I followed up with Bryan Harland, who works the Solar Frontier account for Edelman, and he thought that Ashley may have misunderstood my question. He asked the company what it expects to produce this year, and the number came back as >500MW—still a very high, shall we say, “optimistic” figure, given the givens of large-scale production-ramp (AKA process optimization and yield learning) reality and still comparatively low market demand pull for those CI(G)S modules.
On the crystalline-silicon side of the table, Nick Cravalho of Innovalight spoke about the nanosilicon-ink purveyor’s current status and future plans. The company has seen its efficiency-enhancing screen-printed secret sauce adopted and integrated into cell production by several Chinese manufacturers.
He said that the Silicon Valley firm will announce more customers soon, including some in South Korea and India. The biz dev/marketing VP also offered a glimpse of Innovalight’s roadmap to bumping up efficiencies another couple of notches, with P-type inks used in back-contact area joining the existing N-type selective-emitter-friendly materials this year and combo P/N inks coming onstream in 2012.
But a slide that Cravalho showed during his presentation but later removed from the final “public” PDF presentation revealed a bit of data from a key Innovalight customer—JA Solar—which has been manufacturing with the nanomaterial since Q1 2010, has four lines running with it, and is evidently ramping more ink-stained capacity in the second quarter.
An efficiency distribution chart from a day’s production run at JA showed a few champion outlier devices reaching as high as 19.2%, with the densest concentration in the low-to-mid 18% range. But what was also revealed was a distribution curve in need of tightening up, with a small but not insignificant amount of trailing-edge cells’ efficiencies creeping below 18% into the 17s—numbers that are on par with results achieved without the inks.

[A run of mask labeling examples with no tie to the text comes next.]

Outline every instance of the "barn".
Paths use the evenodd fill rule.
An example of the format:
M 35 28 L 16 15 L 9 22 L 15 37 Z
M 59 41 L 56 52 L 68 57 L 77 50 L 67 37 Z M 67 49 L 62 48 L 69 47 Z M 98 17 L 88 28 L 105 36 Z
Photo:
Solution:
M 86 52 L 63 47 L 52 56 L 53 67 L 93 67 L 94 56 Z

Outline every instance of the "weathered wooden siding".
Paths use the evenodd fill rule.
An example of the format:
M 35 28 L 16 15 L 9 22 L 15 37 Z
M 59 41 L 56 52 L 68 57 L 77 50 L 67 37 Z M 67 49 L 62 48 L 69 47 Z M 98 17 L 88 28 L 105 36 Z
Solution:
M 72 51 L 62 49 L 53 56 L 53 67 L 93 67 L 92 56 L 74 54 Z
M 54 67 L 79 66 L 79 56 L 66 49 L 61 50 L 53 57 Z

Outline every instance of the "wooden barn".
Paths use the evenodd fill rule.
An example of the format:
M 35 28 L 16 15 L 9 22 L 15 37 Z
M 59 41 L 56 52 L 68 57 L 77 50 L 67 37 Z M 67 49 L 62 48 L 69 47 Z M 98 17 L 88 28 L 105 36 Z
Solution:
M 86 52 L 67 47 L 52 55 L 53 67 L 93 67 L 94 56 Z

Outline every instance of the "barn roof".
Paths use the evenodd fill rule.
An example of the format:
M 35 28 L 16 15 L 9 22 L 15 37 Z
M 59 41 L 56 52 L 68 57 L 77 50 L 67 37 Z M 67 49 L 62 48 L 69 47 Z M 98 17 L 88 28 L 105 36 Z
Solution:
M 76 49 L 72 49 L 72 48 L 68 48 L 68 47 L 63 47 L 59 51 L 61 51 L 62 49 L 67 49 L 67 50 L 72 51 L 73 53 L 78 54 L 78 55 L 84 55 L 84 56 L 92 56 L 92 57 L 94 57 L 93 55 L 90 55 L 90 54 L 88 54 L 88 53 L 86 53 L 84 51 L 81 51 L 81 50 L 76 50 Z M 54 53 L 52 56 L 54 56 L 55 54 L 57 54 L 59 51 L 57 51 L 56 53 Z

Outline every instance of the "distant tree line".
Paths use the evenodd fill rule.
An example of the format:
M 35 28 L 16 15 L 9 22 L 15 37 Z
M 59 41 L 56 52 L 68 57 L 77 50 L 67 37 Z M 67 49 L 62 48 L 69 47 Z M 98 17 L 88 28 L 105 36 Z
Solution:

Floating far downstream from the production floors, Southern California Edison’s Jessica Ritchey said the utility’s program to place PV systems on commercial rooftops and in some ground-mounted locations had 11 installations (28MW) completed, with another five projects (18MW) under construction and a total of 25MW planned for this year.
She also shared a laundry list of lessons learned from the project development side of the program. The rooftop can be a challenging environment to install a PV array, with wrinkles in the membranes, puddling and pooling of moisture, and potentially dangerous hatch locations all potentially thwarting the smooth running of the operation.
SCE also found out through the experience of developing and building the first few megawatts in the program that there were many improvements that could be made to the design of system components, according to Ritchey.
Design modifications to simplify the interconnection architecture, combiner boxes, raceway design, master fuse box or recombiner, fuse clips, cable access in the inverter enclosure, and transformer have been implemented and deployed on the recent installations.
For example, the original combiners had no blown-fuse indicators, required a full inverter shutdown when undergoing maintenance, and every string disconnect had to be opened for work to be done on the boxes. The improved design features the missing indicators and a window in the door of the box for better visibility, and incorporates isolation switches.